Apesar de ter dez episódios e não os oito das demais temporadas, a série deixou de lado diversas passagens contadas no último livro da tetralogia. Todos os episódios desta temporada ficaram a cargo da diretora Laura Bispuri, escolhida pessoalmente pelo criador da série, Saverio Costanzo, para este trabalho. Em entrevista ao site da Elle, Laura assim definiu sua missão com a série:

“Bem, as duas protagonistas são mulheres mas eu penso que os livros são para todos os públicos. É também um fenômeno feminista, porque é raro ter uma história sobre duas mulheres. Mas não é uma questão [sobre o significado de ter uma temporada inteira dirigida por uma mulher] fácil de responder porque as pessoas me dizem o tempo todo que eu faço cinema feminista mas eu penso que ser uma boa diretora é só ser uma boa diretora, não importa se você está contando histórias sobre homens ou mulheres”.  

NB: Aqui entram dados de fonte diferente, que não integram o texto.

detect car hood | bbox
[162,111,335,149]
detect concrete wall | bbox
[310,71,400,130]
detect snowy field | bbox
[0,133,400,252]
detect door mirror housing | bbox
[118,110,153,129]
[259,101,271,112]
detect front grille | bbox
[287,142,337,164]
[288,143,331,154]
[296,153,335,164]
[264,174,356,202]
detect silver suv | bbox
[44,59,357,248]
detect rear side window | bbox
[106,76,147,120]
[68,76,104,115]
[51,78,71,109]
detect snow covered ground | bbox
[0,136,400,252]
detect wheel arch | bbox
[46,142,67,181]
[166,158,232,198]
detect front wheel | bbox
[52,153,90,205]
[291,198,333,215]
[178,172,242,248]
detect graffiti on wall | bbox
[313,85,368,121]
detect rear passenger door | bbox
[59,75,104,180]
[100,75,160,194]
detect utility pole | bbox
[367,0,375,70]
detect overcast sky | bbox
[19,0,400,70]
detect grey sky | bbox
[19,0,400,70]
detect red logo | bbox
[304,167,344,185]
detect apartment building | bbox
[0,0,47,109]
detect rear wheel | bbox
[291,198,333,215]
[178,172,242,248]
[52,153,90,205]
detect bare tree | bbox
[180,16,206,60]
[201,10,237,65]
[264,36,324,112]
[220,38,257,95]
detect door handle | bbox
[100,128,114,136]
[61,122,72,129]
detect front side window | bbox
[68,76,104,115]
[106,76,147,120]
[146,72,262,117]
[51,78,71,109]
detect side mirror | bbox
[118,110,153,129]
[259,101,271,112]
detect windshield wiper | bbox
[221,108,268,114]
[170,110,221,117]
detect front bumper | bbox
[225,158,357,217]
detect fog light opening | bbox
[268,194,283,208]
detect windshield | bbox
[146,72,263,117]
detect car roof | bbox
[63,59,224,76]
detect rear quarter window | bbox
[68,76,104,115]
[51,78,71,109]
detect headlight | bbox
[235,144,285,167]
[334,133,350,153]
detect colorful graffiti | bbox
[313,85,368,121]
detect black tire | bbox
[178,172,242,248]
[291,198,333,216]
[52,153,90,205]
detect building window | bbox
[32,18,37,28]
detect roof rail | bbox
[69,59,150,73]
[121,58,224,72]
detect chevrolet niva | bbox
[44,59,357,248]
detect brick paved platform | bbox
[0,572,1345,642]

Foi um prazer acompanhar as idas e vindas desta amizade que Lenù definiu como “esplêndida e tenebrosa”. Muito se comenta sobre a relação entre Lila e Lenù não ser uma amizade, mas uma dependência tóxica, especialmente do lado de Lenù. É a amiga que a inspira e valida o que ela escreve. É a busca pela amiga que gerou toda a história que acompanhamos desde 2018 na televisão. Dizem que amigos são a família que a gente escolhe. Ao escolher Lila, Lenù tomou uma decisão que afetaria sua vida inteira e também seu legado. Lila disse que Lenù escreve porque se importa com seu legado. E, mesmo se não escrever nada mais, Elena Ferrante já garantiu um legado brilhante, tornado ainda mais brilhante com a adaptação magistral da série de livros para o audiovisual.